Technical selling and liquidation of long positions were sending prices lower, according to HSBC analyst James Steel.

"Gold probably needs moderately better emerging market import demand if it is to sustain a rally. In the near term, the market also needs a respite from investor liquidations if prices are to stabilise," Steel said.

Asian gold demand saw some uptick towards the end of last week, as lower prices attracted buyers. But local premiums remained largely unmoved, a sign that demand hasn't picked up in a significant way, dealers said.

Demand outside of Asia also remained soft. US Mint American Eagle gold coin sales slumped 73 per cent in October.

Investors were seen reducing their gold exposure.

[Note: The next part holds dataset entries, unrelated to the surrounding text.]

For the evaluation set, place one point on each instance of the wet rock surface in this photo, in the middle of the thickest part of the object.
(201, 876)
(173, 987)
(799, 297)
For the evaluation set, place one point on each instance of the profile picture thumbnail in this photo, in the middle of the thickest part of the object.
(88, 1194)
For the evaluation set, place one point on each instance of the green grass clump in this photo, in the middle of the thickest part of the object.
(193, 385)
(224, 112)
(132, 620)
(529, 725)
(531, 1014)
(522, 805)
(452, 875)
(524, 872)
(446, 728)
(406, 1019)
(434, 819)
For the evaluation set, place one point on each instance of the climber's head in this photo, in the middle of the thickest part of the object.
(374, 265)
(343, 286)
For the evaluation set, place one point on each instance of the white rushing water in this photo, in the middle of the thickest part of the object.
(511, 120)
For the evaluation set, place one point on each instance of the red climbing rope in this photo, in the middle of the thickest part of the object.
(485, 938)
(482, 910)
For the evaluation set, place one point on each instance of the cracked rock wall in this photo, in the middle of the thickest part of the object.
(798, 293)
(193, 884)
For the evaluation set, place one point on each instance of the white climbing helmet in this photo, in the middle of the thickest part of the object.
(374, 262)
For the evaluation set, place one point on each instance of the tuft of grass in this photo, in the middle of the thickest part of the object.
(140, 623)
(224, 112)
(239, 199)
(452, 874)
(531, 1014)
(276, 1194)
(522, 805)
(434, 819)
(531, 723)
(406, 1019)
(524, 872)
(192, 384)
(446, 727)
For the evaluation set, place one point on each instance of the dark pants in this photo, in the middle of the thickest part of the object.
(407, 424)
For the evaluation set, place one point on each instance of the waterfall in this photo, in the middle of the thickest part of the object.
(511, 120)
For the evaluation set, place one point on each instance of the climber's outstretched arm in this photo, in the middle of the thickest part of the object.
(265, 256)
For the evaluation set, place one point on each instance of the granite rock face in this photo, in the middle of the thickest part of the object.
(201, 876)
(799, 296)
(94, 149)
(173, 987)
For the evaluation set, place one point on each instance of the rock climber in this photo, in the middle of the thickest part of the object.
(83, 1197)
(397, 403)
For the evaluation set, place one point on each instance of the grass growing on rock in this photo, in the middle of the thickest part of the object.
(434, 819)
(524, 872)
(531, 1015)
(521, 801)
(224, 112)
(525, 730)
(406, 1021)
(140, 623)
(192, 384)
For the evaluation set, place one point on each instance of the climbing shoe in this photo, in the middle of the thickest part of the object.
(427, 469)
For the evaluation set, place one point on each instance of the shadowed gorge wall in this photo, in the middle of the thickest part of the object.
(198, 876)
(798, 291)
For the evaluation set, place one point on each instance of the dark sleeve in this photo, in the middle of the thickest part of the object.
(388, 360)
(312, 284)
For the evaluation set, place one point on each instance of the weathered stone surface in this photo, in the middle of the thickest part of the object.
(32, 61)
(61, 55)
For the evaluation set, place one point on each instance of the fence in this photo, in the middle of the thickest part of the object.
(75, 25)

Assets in SPDR Gold Trust, the top gold-backed exchange-traded fund, fell 0.3 per cent to 692.26 tonnes on Friday.

Speculators trimmed a bullish bet in gold from an 8-1/2-month high in the week ended Oct 27, while they boosted a net long stance in silver to the highest level on record.

Traders have been selling gold since the Fed on Wednesday surprised with a direct reference to its next policy meeting as a possibility for the first U.S. rate hike in nearly a decade.

The metal had posted its worst weekly drop in nine weeks on Friday.

Rising interest rates tend to weigh on gold because they lift the opportunity cost of holding non-yielding bullion.

Gold failed to see safe-haven bids on Monday despite weakness in the dollar and equities. Asian stocks slid after soft Chinese factory surveys stoked global growth concerns, while the dollar slipped.

Gold is expected to test support at US$1,131, a break below which could cause a loss towards the next support at US$1,119, said Reuters technicals analyst Wang Tao.